HLovy writes "Intel says it's now a master of the 65-nanometer domain. But are these nanochips truly "nanotechnology?" I was surprised when "Engines of Creation" and "Nanosystems" author Eric Drexler — whom I had assumed to be a molecular manufacturing purist — told me he thought they qualified.

"People sometimes perceive me as saying, 'Oh, you shouldn't use the term this new way,'" Drexler told me in October. "What I've actually been saying is we need to understand that it's being used in a new way … that has a certain relationship to the field."

The complete commentary can be found on Howard Lovy's NanoBot."

2 Responses to “Intel’s ‘Nano Inside’”

  1. Morgaine Says:

    Nanoscale bulk technologies

    There is relatively little to be gained from drawing some arbitrary demarcation boundary between bulk processing and atomically precise molecular manufacturing down at these scales, since in the now not-too-distant limit the distinction becomes so blurred anyway that it is not really all that useful.

    As long as engineers know what they're talking about at any given time, there usually isn't a problem with overly inclusive terminology and a degree of ambiguity.
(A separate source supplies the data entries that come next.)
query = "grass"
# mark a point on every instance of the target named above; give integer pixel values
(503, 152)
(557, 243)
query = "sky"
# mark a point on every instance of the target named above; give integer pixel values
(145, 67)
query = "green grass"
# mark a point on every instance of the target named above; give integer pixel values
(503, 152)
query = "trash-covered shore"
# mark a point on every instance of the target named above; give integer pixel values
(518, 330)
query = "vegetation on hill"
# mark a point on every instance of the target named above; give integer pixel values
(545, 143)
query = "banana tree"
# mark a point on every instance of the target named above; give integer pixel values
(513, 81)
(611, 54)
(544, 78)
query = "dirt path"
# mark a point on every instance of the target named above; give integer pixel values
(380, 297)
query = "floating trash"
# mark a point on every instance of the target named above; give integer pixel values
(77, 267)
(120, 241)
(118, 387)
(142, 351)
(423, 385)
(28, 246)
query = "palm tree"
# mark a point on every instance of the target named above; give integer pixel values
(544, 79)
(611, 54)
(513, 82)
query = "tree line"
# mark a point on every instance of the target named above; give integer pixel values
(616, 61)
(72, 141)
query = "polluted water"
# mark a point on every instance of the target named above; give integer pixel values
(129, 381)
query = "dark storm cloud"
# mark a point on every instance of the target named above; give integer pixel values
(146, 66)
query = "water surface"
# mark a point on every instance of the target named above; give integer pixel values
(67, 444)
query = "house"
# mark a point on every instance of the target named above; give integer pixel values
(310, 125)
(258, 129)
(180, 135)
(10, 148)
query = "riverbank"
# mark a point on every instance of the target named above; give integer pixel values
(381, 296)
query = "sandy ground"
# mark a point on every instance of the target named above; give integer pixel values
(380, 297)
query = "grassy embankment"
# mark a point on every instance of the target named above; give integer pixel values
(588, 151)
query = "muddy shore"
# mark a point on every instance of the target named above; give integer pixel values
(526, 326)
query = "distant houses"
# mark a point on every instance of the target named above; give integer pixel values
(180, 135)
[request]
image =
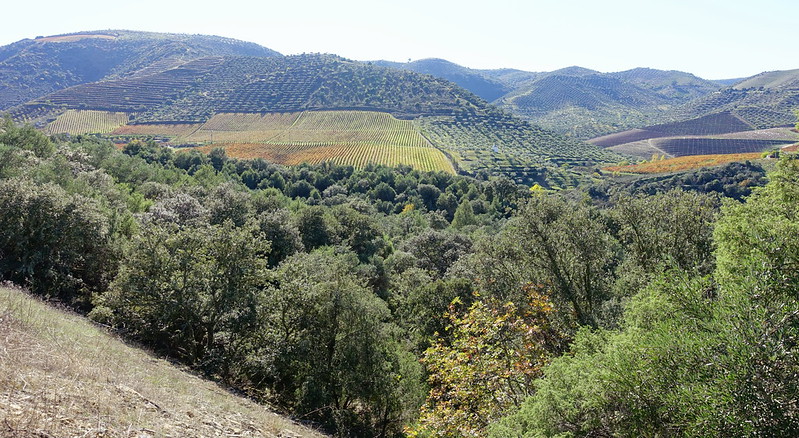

It's all part and parcel of the real world, so engineers are pretty used to dealing with it. :-)

    Furthermore, there is some real human benefit from not being exclusionary, not the least of which is that the more people there are in your camp, the greater the synergy. This may sound unimportant to some, but it is not. The key to achievement in our somewhat quirky civilization is cooperation, and social lubricants are pretty powerful instruments for success.

    And finally, there are at least two reasons why bulk materials processing is relevant to molecular manufacturing, one being that we are quite likely to want to fill in atomically precise structures with amorphous bulk material anyway, and the second being that inevitably we will need to interface our atomically precise machinery with an existing world full of crude bulk objects. Add to this the areas of overlap such as crystals and monomolecular films and it becomes clear fairly rapidly that pigeonholing can be less than helpful in some situations.

    Admittedly, we'll have even more explaining to do once the popular press starts describing bulk semiconductor fab processes as nanotechnology, but frankly, that won't be our hardest problem on the road ahead.

  2. RobertBradbury Says:

    Between 1 and 100 nm

    I would tend to agree with these comments and perspectives. The semiconductor industry is going to keep pushing things to smaller scales for the simple reason that one does not want to be the CEO or CTO of Intel, AMD, IBM, Motorola, etc. when "Moore's Law" breaks. How does that look on ones resume — "I was on watch when Moore's Law broke"? So, the fact that they are pushing into the middle of the NSF nanotechnology "region" (1-100 nm) would seem to be a good thing. Sooner or later they are going to have to deal with things at the level of precision assembly of atomic structures (they are almost there now with gate thickness in the 3-10 atom range). Now there will be a large bump in the road when they have to shift from current bulk deposition of atoms methods to more specific methods but I really doubt that that will stop the industry from facing up to the requirements. They can see it coming and they know what they have to do.

    So Eric's classification of the current methods as nanotechnology is reasonable because it falls under the current NSF classification and puts the big players on a slippery slope where they have to face up to the need for real MNT. Now recent self-assembly of nano-transistors by the group at Technion-Israel Inst. of Tech. has shown one can approach the problem from the bottom-up as well as from the top-down. So there is going to be an interesting playoff of the technologies perhaps in the 10-30 nm area.